Cassation Publication : b ECLI : ECLI:FR:CCASS:2025:CO00642

Synthèse de la décision

Question juridique

Le juge-commissaire peut-il surseoir à statuer sans avoir invité les parties à présenter leurs observations ?

Principe retenu

Le juge doit respecter le principe de la contradiction en toutes circonstances. Il ne peut pas surseoir à statuer sans avoir préalablement invité les parties à présenter leurs observations sur une contestation sérieuse qu'il relève d'office.

Faits clés

  • Un juge-commissaire a décidé de surseoir à statuer
  • Une partie a soulevé une contestation sérieuse
  • Le juge n'a pas invité les parties à présenter leurs observations
  • La décision a été contestée par l'une des parties
  • Le juge a agi d'office sans consultation préalable

Articles cités

article 16 du code de procédure civile

Exposé du litige

Faits et procédure 1. Selon l'arrêt attaqué (Aix-en-Provence, 4 juillet 2024), la société Etablissements bottai, liée par un contrat d'affacturage avec la société Crédit mutuel factoring (le factor), a été mise en liquidation judiciaire le 23 avril 2019. 2. Le factor a déclaré une créance qui a été contestée.

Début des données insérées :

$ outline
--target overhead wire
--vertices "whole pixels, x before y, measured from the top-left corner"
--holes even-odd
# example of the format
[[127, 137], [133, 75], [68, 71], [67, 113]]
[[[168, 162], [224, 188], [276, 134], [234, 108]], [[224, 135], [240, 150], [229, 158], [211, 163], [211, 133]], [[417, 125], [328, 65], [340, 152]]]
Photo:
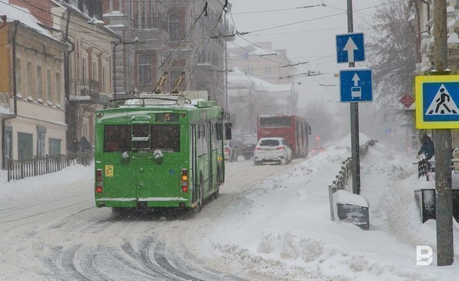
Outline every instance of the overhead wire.
[[[220, 13], [220, 16], [218, 17], [218, 18], [217, 20], [216, 21], [215, 25], [214, 26], [214, 29], [212, 29], [212, 31], [209, 33], [209, 34], [211, 35], [211, 34], [214, 33], [214, 32], [215, 31], [215, 30], [216, 30], [216, 28], [217, 28], [217, 26], [218, 25], [218, 23], [220, 22], [220, 19], [221, 19], [222, 15], [223, 15], [223, 12], [227, 12], [227, 11], [228, 11], [228, 0], [225, 0], [225, 5], [223, 6], [223, 8], [222, 8], [222, 11], [221, 11]], [[184, 90], [185, 90], [185, 88], [186, 87], [186, 85], [187, 85], [188, 83], [189, 83], [190, 79], [191, 78], [191, 76], [193, 76], [193, 74], [194, 73], [194, 71], [195, 71], [196, 67], [198, 67], [198, 64], [199, 63], [199, 61], [200, 61], [201, 57], [202, 56], [202, 55], [204, 54], [204, 51], [206, 51], [206, 49], [207, 49], [207, 45], [209, 45], [209, 42], [210, 42], [210, 40], [211, 40], [211, 36], [209, 35], [209, 39], [207, 40], [207, 42], [206, 42], [206, 45], [205, 45], [205, 46], [203, 48], [202, 51], [201, 52], [200, 55], [199, 57], [198, 58], [198, 60], [197, 60], [196, 64], [195, 65], [194, 67], [193, 67], [193, 69], [191, 70], [191, 73], [190, 75], [188, 76], [188, 79], [187, 79], [187, 80], [186, 80], [185, 85], [184, 85], [183, 88], [182, 89], [182, 93], [183, 93], [183, 91], [184, 91]]]

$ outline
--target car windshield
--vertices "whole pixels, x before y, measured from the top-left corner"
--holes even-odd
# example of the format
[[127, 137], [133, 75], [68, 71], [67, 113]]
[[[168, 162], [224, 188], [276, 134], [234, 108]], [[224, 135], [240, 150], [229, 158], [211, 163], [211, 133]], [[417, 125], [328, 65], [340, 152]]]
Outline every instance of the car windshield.
[[278, 146], [279, 141], [277, 139], [261, 139], [260, 142], [261, 146]]

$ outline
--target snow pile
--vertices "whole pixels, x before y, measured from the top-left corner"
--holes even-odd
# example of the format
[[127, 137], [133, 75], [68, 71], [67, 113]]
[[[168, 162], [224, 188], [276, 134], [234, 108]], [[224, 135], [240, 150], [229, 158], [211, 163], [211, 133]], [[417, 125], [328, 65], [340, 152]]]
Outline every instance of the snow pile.
[[[446, 270], [416, 266], [416, 245], [435, 251], [436, 240], [435, 221], [421, 223], [414, 198], [415, 189], [432, 188], [433, 182], [417, 178], [411, 157], [376, 143], [361, 161], [370, 230], [331, 221], [328, 186], [350, 156], [350, 139], [268, 178], [248, 197], [250, 204], [230, 210], [232, 216], [210, 234], [211, 255], [256, 278], [454, 279], [457, 263]], [[369, 139], [360, 134], [362, 144]]]

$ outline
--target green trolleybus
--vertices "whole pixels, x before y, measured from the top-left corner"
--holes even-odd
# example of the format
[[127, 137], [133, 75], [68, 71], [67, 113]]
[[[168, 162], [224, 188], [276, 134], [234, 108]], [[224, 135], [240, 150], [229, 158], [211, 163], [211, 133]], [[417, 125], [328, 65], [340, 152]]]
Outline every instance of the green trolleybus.
[[199, 212], [218, 196], [231, 124], [205, 91], [111, 102], [95, 113], [96, 207]]

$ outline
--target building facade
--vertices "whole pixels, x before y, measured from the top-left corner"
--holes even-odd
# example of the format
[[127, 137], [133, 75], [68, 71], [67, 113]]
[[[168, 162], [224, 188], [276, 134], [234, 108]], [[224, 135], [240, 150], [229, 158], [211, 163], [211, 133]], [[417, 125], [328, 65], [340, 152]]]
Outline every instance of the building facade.
[[[430, 75], [435, 69], [433, 38], [433, 1], [410, 0], [410, 21], [418, 35], [417, 75]], [[451, 74], [459, 74], [459, 1], [446, 0], [448, 28], [448, 68]], [[453, 148], [459, 147], [459, 130], [451, 130]]]
[[116, 97], [169, 92], [182, 75], [177, 90], [205, 90], [224, 104], [225, 41], [234, 37], [214, 35], [228, 34], [232, 26], [225, 19], [225, 1], [211, 2], [204, 11], [205, 3], [104, 1], [104, 19], [121, 38], [113, 46]]
[[65, 153], [65, 44], [29, 10], [0, 2], [1, 161]]

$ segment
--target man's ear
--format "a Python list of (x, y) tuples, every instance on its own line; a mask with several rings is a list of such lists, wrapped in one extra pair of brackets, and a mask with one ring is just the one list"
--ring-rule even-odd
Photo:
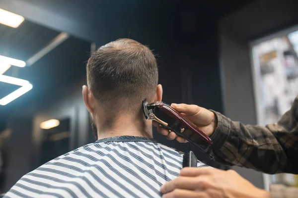
[(154, 101), (160, 101), (162, 100), (162, 86), (159, 84), (156, 87), (156, 91), (154, 97)]
[(94, 111), (95, 100), (93, 95), (89, 88), (85, 85), (83, 86), (83, 99), (86, 107), (90, 113)]

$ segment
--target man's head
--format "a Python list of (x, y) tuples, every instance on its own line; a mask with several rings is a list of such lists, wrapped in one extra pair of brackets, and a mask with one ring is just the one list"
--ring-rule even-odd
[(123, 115), (140, 115), (145, 98), (161, 100), (155, 57), (131, 39), (112, 42), (93, 52), (87, 64), (87, 81), (83, 96), (94, 121), (112, 124)]

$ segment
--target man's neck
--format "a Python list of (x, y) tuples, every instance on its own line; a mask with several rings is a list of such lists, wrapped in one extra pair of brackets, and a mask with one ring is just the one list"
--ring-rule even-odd
[(152, 123), (140, 117), (121, 116), (112, 123), (98, 122), (98, 140), (116, 136), (131, 136), (152, 138)]

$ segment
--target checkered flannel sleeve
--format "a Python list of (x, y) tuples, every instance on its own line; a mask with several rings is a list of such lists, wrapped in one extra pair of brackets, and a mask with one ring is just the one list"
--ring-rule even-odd
[(266, 127), (215, 113), (218, 124), (211, 139), (216, 161), (269, 174), (298, 174), (298, 96), (277, 123)]

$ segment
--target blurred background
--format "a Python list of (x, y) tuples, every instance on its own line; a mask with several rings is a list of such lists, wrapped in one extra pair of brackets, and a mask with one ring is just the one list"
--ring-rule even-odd
[[(81, 97), (85, 64), (118, 38), (158, 54), (165, 102), (244, 123), (276, 122), (298, 94), (297, 7), (295, 0), (1, 0), (0, 193), (94, 142)], [(259, 188), (298, 184), (295, 175), (224, 167), (189, 145), (154, 138)]]

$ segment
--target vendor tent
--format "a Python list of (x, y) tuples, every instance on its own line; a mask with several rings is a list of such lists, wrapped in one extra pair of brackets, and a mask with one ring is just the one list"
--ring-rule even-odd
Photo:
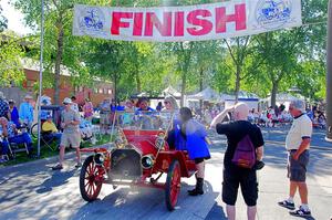
[[(294, 96), (289, 93), (279, 93), (276, 96), (276, 105), (280, 106), (281, 104), (283, 104), (286, 106), (286, 109), (288, 109), (290, 102), (298, 101), (298, 99), (305, 101), (305, 98), (301, 95)], [(266, 107), (271, 106), (271, 96), (262, 99), (261, 102), (264, 104)]]
[[(236, 97), (235, 97), (235, 95), (221, 94), (220, 102), (225, 103), (225, 107), (229, 107), (229, 106), (235, 105)], [(258, 97), (258, 95), (256, 95), (253, 93), (240, 91), (238, 102), (246, 103), (249, 106), (249, 109), (257, 111), (259, 97)]]
[(188, 101), (209, 101), (209, 102), (218, 102), (220, 99), (220, 95), (210, 87), (205, 88), (204, 91), (189, 95), (187, 97)]
[(168, 87), (166, 87), (163, 92), (160, 96), (167, 96), (167, 95), (172, 95), (174, 97), (180, 97), (181, 94), (179, 92), (177, 92), (177, 90), (175, 90), (172, 85), (168, 85)]

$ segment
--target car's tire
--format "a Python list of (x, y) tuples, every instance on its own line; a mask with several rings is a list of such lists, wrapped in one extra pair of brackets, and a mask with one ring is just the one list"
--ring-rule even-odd
[(98, 197), (103, 186), (103, 169), (93, 161), (93, 156), (89, 156), (80, 174), (80, 191), (85, 201), (94, 201)]
[(173, 211), (176, 207), (178, 195), (180, 192), (181, 169), (177, 159), (173, 160), (167, 172), (165, 184), (166, 207)]
[(29, 132), (32, 137), (38, 138), (38, 123), (33, 124)]

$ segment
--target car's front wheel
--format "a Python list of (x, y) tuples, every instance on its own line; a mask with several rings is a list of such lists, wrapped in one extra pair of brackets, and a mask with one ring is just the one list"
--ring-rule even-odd
[(166, 207), (169, 211), (175, 209), (177, 203), (178, 195), (180, 192), (181, 187), (181, 169), (177, 159), (173, 160), (167, 172), (166, 178)]
[(80, 174), (80, 191), (85, 201), (94, 201), (103, 186), (103, 169), (95, 165), (93, 156), (89, 156)]

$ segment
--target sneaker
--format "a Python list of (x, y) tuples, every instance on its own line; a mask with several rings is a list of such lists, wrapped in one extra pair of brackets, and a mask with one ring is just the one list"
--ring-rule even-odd
[(82, 163), (77, 163), (77, 164), (75, 165), (75, 168), (80, 168), (80, 167), (82, 167)]
[(294, 210), (294, 209), (295, 209), (294, 202), (289, 202), (288, 200), (279, 201), (278, 205), (279, 205), (280, 207), (284, 207), (284, 208), (287, 208), (287, 209), (291, 209), (291, 210)]
[(290, 211), (289, 213), (294, 217), (311, 217), (311, 211), (304, 210), (301, 206), (298, 210)]
[(0, 158), (0, 164), (7, 163), (4, 158)]
[(63, 169), (61, 164), (58, 164), (54, 167), (52, 167), (52, 170), (60, 170), (60, 169)]

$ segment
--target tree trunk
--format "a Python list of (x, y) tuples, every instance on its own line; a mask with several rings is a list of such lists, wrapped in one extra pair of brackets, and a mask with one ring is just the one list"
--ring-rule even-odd
[(142, 82), (138, 72), (135, 74), (136, 84), (137, 84), (137, 93), (142, 93)]
[(63, 54), (63, 25), (62, 20), (58, 21), (58, 40), (56, 40), (56, 60), (55, 60), (55, 73), (54, 73), (54, 103), (60, 104), (60, 74), (61, 74), (61, 63)]
[[(203, 67), (200, 66), (200, 71), (199, 71), (199, 91), (203, 91)], [(199, 101), (199, 107), (200, 109), (203, 108), (203, 99)]]
[(328, 73), (326, 73), (326, 140), (332, 142), (332, 0), (329, 1)]
[(114, 101), (117, 102), (117, 73), (114, 73)]
[(187, 62), (185, 63), (185, 66), (183, 69), (183, 76), (181, 76), (181, 102), (180, 102), (180, 107), (185, 106), (185, 93), (186, 93), (186, 86), (187, 86), (187, 71), (188, 71), (188, 64)]
[(272, 91), (271, 91), (271, 106), (274, 108), (277, 103), (277, 93), (278, 93), (278, 82), (272, 82)]
[(240, 92), (240, 83), (241, 83), (241, 66), (237, 64), (237, 72), (236, 72), (236, 104), (239, 102), (239, 92)]

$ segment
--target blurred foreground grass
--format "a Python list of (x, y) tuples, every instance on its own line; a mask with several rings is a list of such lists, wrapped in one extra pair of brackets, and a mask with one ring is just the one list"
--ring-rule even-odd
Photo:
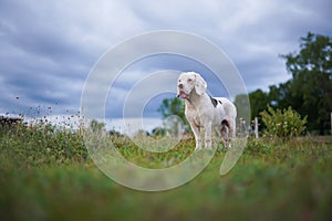
[[(194, 140), (151, 155), (124, 137), (128, 159), (153, 166), (181, 161)], [(89, 158), (82, 137), (64, 130), (2, 128), (0, 220), (331, 220), (332, 138), (249, 140), (226, 176), (226, 150), (190, 182), (168, 191), (127, 189)]]

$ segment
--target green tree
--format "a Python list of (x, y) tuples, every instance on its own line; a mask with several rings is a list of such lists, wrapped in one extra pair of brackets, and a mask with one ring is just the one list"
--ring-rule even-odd
[(301, 38), (299, 52), (281, 57), (293, 77), (288, 102), (308, 116), (310, 129), (324, 134), (332, 110), (332, 39), (309, 32)]
[(250, 107), (251, 107), (251, 119), (259, 116), (259, 113), (267, 108), (270, 103), (268, 93), (256, 90), (249, 94)]

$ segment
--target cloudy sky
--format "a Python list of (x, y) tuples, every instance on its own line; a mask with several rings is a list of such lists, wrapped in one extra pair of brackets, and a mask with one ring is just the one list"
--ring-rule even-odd
[[(290, 78), (279, 54), (298, 50), (309, 31), (332, 35), (331, 8), (331, 0), (1, 0), (0, 114), (29, 115), (35, 108), (51, 115), (77, 113), (85, 80), (101, 56), (125, 40), (158, 30), (207, 39), (234, 62), (249, 92), (267, 91)], [(198, 66), (170, 55), (132, 64), (114, 85), (116, 93), (107, 96), (106, 106), (114, 108), (108, 117), (122, 116), (133, 80), (163, 70), (204, 72)], [(164, 97), (146, 103), (144, 115), (157, 117)]]

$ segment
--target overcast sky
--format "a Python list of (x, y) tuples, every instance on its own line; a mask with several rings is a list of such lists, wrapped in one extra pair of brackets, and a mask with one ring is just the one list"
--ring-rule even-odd
[[(0, 114), (31, 114), (30, 107), (38, 106), (45, 112), (51, 106), (54, 115), (77, 113), (84, 82), (98, 59), (124, 40), (157, 30), (211, 41), (234, 62), (249, 92), (267, 91), (290, 78), (279, 54), (298, 50), (309, 31), (332, 35), (331, 8), (331, 0), (1, 0)], [(126, 86), (107, 99), (120, 107), (110, 117), (121, 116), (133, 83), (128, 73), (142, 77), (139, 73), (158, 70), (189, 71), (190, 65), (197, 70), (176, 56), (133, 65), (122, 80)], [(144, 115), (157, 117), (162, 98), (147, 104)]]

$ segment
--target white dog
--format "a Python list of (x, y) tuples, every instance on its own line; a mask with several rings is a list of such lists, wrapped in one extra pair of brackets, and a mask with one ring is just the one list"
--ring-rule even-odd
[(212, 128), (222, 136), (225, 146), (236, 135), (235, 105), (225, 97), (211, 97), (206, 88), (207, 83), (199, 74), (187, 72), (179, 75), (177, 97), (186, 102), (185, 114), (195, 135), (196, 149), (201, 148), (201, 129), (205, 130), (205, 148), (211, 148)]

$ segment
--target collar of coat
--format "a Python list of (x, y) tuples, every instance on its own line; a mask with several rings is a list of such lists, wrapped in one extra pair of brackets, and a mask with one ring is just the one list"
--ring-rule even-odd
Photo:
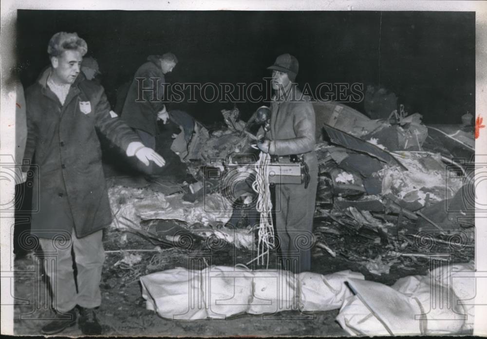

Motivations de la décision

Réponse de la Cour Vu l'article 16 du code de procédure civile : 3. Il résulte de ce texte que le juge doit, en toutes circonstances, observer lui-même le principe de la contradiction et qu'il ne peut fonder sa décision sur les moyens de droit qu'il a relevés d'office sans avoir au préalable invité les parties à présenter leurs observations. 4. Pour décliner la compétence du juge-commissaire, surseoir à statuer et inviter le factor à saisir le juge compétent pour faire établir l'existence, le montant et l'exigibilité de sa créance, l'arrêt retient qu'il est indispensable, d'une part, d'examiner l'application et le fonctionnement du contrat d'affacturage et de déterminer la possibilité d'une éventuelle compensation, d'autre part, de trancher la question de l'exigibilité de certaines factures et la possibilité pour le factor d'exercer son action directement contre le débiteur, ce dont il déduit l'existence de contestations sérieuses qui échappent à la compétence du juge-commissaire. 5. En statuant ainsi, sans avoir au préalable invité les parties à présenter leurs observations sur le moyen tiré de l'existence d'une contestation sérieuse qu'elle relevait d'office, la cour d'appel a violé le texte susvisé.

Dispositif

PAR CES MOTIFS, et sans qu'il y ait lieu de statuer sur les autres griefs, la Cour : CASSE ET ANNULE, en toutes ses dispositions, l'arrêt rendu le 4 juillet 2024, entre les parties, par la cour d'appel d'Aix-en-Provence ; Remet l'affaire et les parties dans l'état où elles se trouvaient avant cet arrêt et les renvoie devant la cour d'appel d'Aix-en-Provence autrement composée ; Condamne M. [F], en qualité de liquidateur de la société Etablissements bottai, aux dépens ; En application de l'article 700 du code de procédure civile, rejette les demandes ; Dit que sur les diligences du procureur général près la Cour de cassation, le présent arrêt sera transmis pour être transcrit en marge ou à la suite de l'arrêt cassé ; Ainsi fait et jugé par la Cour de cassation, chambre commerciale, financière et économique, et prononcé publiquement le dix décembre deux mille vingt-cinq par mise à disposition de l'arrêt au greffe de la Cour, les parties ayant été préalablement avisées dans les conditions prévues au deuxième alinéa de l'article 450 du code de procédure civile.